Quel che ne esce fuori è un’opera chimerica che utilizza varie forme del genere cinematografico per creare una prossimità di comprensione, un allaccio al noto per circoscrivere l’ignoto. Per raccontare l’abisso di una coppia di piccoli borghesi americani alle prese con ombre inafferrabili mentre tutto quanto attorno a loro si fa colore e materiale, così come è raccolto sugli scaffali all’interno di un ricorrente supermercato pieno zeppo della fiorente, tangibile e rassicurante economia del consumo statunitense.
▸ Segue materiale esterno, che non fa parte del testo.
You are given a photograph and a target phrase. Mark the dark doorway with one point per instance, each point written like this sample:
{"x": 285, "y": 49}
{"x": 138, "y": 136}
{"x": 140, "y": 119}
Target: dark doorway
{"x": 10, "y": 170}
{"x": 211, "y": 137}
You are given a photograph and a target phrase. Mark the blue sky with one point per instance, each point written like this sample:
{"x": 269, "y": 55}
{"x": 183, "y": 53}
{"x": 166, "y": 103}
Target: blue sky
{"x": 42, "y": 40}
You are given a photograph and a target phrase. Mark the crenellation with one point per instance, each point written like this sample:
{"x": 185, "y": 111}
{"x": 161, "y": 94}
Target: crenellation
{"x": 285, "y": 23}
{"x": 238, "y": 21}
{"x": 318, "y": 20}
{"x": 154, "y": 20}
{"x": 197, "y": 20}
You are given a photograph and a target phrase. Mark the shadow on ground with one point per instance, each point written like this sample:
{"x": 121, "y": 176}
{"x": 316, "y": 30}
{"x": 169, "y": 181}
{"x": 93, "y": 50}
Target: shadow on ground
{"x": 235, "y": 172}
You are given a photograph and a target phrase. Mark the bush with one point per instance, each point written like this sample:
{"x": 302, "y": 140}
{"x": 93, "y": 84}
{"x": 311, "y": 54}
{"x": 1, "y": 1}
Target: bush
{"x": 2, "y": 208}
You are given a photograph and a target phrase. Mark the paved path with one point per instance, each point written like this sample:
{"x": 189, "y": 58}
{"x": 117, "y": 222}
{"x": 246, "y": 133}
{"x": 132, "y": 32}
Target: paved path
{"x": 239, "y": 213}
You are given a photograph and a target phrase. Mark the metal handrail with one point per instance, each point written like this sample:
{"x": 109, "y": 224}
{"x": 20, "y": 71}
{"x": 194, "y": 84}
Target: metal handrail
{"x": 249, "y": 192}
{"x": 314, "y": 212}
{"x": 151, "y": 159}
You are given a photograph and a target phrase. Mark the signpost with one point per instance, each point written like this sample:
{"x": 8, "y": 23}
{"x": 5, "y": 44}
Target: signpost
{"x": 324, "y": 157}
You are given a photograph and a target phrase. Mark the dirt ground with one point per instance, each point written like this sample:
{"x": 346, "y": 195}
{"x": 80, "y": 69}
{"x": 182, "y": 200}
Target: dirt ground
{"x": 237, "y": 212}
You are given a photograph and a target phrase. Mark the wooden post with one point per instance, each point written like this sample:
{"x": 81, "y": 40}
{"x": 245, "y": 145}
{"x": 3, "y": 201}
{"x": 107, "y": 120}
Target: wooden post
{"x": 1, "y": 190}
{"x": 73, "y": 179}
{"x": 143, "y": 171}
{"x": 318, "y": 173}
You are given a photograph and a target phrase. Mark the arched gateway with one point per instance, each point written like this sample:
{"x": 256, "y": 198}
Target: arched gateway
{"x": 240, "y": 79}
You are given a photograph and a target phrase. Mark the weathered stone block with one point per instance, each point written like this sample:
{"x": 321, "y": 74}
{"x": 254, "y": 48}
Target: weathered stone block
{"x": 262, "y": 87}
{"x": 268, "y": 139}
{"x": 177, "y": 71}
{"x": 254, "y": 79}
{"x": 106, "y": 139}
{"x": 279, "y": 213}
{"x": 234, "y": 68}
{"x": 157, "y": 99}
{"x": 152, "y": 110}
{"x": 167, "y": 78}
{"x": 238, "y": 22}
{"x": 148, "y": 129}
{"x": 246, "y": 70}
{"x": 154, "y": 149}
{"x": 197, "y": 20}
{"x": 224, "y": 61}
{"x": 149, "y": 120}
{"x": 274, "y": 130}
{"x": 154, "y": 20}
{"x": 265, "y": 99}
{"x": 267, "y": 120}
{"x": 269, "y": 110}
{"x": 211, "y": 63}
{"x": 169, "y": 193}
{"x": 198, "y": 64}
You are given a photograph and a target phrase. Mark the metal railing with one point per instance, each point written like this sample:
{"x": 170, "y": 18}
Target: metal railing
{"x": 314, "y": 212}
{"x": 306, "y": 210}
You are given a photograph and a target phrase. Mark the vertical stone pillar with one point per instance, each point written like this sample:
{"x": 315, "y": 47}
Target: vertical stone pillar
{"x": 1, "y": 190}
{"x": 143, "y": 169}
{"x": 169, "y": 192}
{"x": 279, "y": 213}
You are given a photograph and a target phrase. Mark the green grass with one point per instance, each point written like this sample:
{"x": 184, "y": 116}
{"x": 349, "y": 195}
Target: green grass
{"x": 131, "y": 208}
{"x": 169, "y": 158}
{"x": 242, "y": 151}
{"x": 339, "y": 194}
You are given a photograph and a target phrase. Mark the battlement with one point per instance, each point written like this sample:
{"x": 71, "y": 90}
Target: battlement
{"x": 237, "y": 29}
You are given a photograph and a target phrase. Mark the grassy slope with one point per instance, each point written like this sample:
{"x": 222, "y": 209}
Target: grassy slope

Utilizza il linguaggio dell’horror, quello dell’avventura, quello del dramma familiare, quello della sci-fi, quello del noir in una continua girandola di registri che sconvolgono le coordinate di una coppia che naviga acque turbolente. Lo fa anche arricchendosi e sostentandosi di citazioni e richiami, come quello a Stranger Things, conscio o meno che sia ma più che esemplificativo con la nube tossica che crea apprensione nella porzione centrale del film, creando atmosfere note e identificabili in piena coerenza con lo spirito postmoderno e riflessivo che contraddistingue il lavoro di partenza di DeLillo.
Non si tradisce insomma nell’atteggiamento che adotta, e anzi fiuta sempre la via all’interno di questo groviglio di paure e spassosa banda di figli (tra cui Raffey Cassidy) per tirare stoccate di raffinata e graffiante ironia che trovano la loro perfetta collocazione anche nell’oggi – che a onor del vero, a quanto pare, a quanto dicono a chi scrive, molta farina già del sacco del romanzo.
White Noise è infatti pure estremamente divertente, a suo modo incredibilmente tenero e apprensivo nei riguardi dei due protagonisti che Baumbach incornicia con un grande affetto ponendoli al centro di un quadro in continua trasformazione dove a mettersi in gioco è anche un autore che è il primo a compiere uno slancio in avanti con un film fluviale, grande appuntamento in cui le qualità sembrano brillare tutte con lucentezza e luci al neon.